Together with the global scientific effort to establish and improve laboratories’ technical ability to perform precise tests on pooled samples, the dynamic strategies proposed in the doctoral students’ paper promise to significantly increase the efficiency of the testing process, which is crucial to the struggle against the global pandemic.
High volumes of Polymerase Chain Reaction (PCR) tests are a central tool in the global efforts to contain the novel coronavirus pandemic (COVID-19). Many countries are facing a shortage of labor, materials and equipment necessary to execute these tests. These shortages are not expected to be overcome in the very near future, but may in fact worsen, as emerging from the global crisis may demand mass-testing of general population, such as at schools, universities, and places of work.
One method that has recently been proposed to confront the burden of enormous numbers of tests is the method of sample pooling. The concept underlying this method is to combine samples from multiple patients into a single test in the laboratory. If this test gives a negative result, one can conclude that all the combined samples are negative. However, if this test gives a positive result, additional tests must be performed until the individual positive samples are identified. This method can significantly increase the number of tests that can be performed, and may prove critical in overcoming the unprecedented burden confronting laboratories across the world.
But how many samples should laboratories combine into a single batch? If they combine too many, it is overwhelmingly likely that each batch tested will be positive and they will have to perform a large number of additional tests in order to identify the positive individuals. On the other hand, if they combine only a small number of samples, the method will hardly reduce the total number of tests.

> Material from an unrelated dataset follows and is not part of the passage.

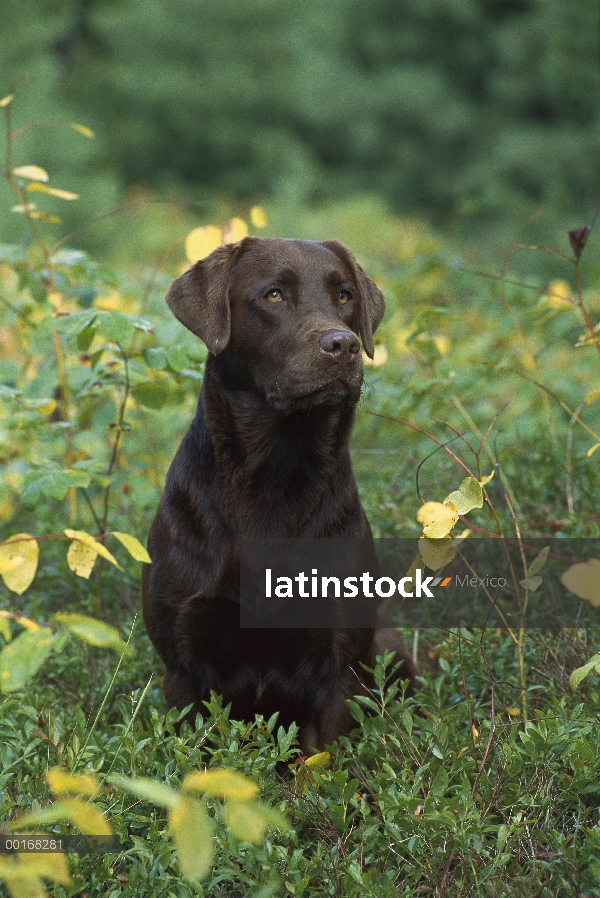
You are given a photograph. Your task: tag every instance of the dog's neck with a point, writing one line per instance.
(291, 459)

Four advanced doctoral students in the program for computational neuroscience at ELSC published a paper at medRxiv that offers computational tools to solve this problem. The authors, Itamar Landau, Haran Shani-Narkiss, Nadav Yayon, and Omri Gilday, used principles from information theory in order to produce practical protocols to enable laboratories to dynamically select the optimal batch size for pooling samples under changing circumstances, and to calculate the expected reduction in the total number of tests. The frequency of positive tests varies significantly from country to country and under differing testing conditions. In consideration of these differing testing conditions, the paper provides laboratories with a straightforward table that associates the optimal batch size with the changing conditions.